Lizzie could not be angry with her father for long, but his flattery solved nothing. Beauty and brains were quite all right when you were a fine lady in a play, but they hadn’t proved of much use when you were a shopgirl from Southwark. She was tempted, for a moment, to tell him that she was going to sit for a portrait of one of Shakespeare’s heroines, but then decided against it. Any pride that he would take in the thought would be far outweighed by his dismay that she was going to be a model.
“Goodbye, Father,” she said. “I’ll be late again tonight. Tell Mother not to wait up.”
With that, the two girls brushed past their father and went down the stairs. They put on their cloaks and went out into the street. Before they parted, Lydia turned to Lizzie with some last advice. “Do be careful, Lizzie. And mind that there is always another lady present.”
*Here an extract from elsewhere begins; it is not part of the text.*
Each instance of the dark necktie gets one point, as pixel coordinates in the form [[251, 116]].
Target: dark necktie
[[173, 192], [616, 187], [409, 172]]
“As always, Lyddie, you’re completely practical. If only I had a bit of your good sense.”
Lydia laughed. “From what I’ve heard, good sense is not the quality that painters look for in their models.” Then she became serious. “I’ve no doubt that they will be charmed
by you, Lizzie. But do be careful that you’re not too charmed by them. A painter is little more than a conjurer, after all. But you are so much more than a pretty girl in a painting. I don’t want to see you sell yourself for a handful of beans.”
Deverell’s studio was situated in Kew, a green and elegant neighborhood west of the city. It was too far to walk, and the cost of a cab was well beyond Lizzie’s means, so she boarded a horse-drawn omnibus and wedged herself in among the other passengers.
Anticipation made the trip seem longer than it was, but when she at last reached the house, her nerve almost failed her. It was an impressive redbrick mansion, three stories high, with white pillars at the door and a mansard roof. She checked the address twice before making her way up the path.
She rang the bell, and a maid in a starched cap answered and took her name. The maid went to fetch Mrs. Deverell and Lizzie stood awkwardly on the doorstep, unsure of whether she should have followed the maid into the house—the girl hadn’t indicated either way.
Before she could make up her mind to enter, Mrs. Deverell appeared at the door. She looked Lizzie up and down, reminding Lizzie of her own mother. “My dear Miss Siddal,” she said, in a voice that managed to be both solicitous and distant. “You are so very kind to sit for my son. I know that he is delighted to have your assistance. Please,” she said, “follow me, and I’ll show you to his studio.”
Without ever having invited Lizzie into the house, Mrs. Deverell swept past her and went down the steps and onto the path. Lizzie followed her around the side of the house, her cheeks burning. Was she being shown to the servants’ entrance? But to Lizzie’s great relief, Mrs. Deverell proceeded past the kitchen door and through the garden to a studio set back from the house. She pushed open the door and gestured for Lizzie to follow her.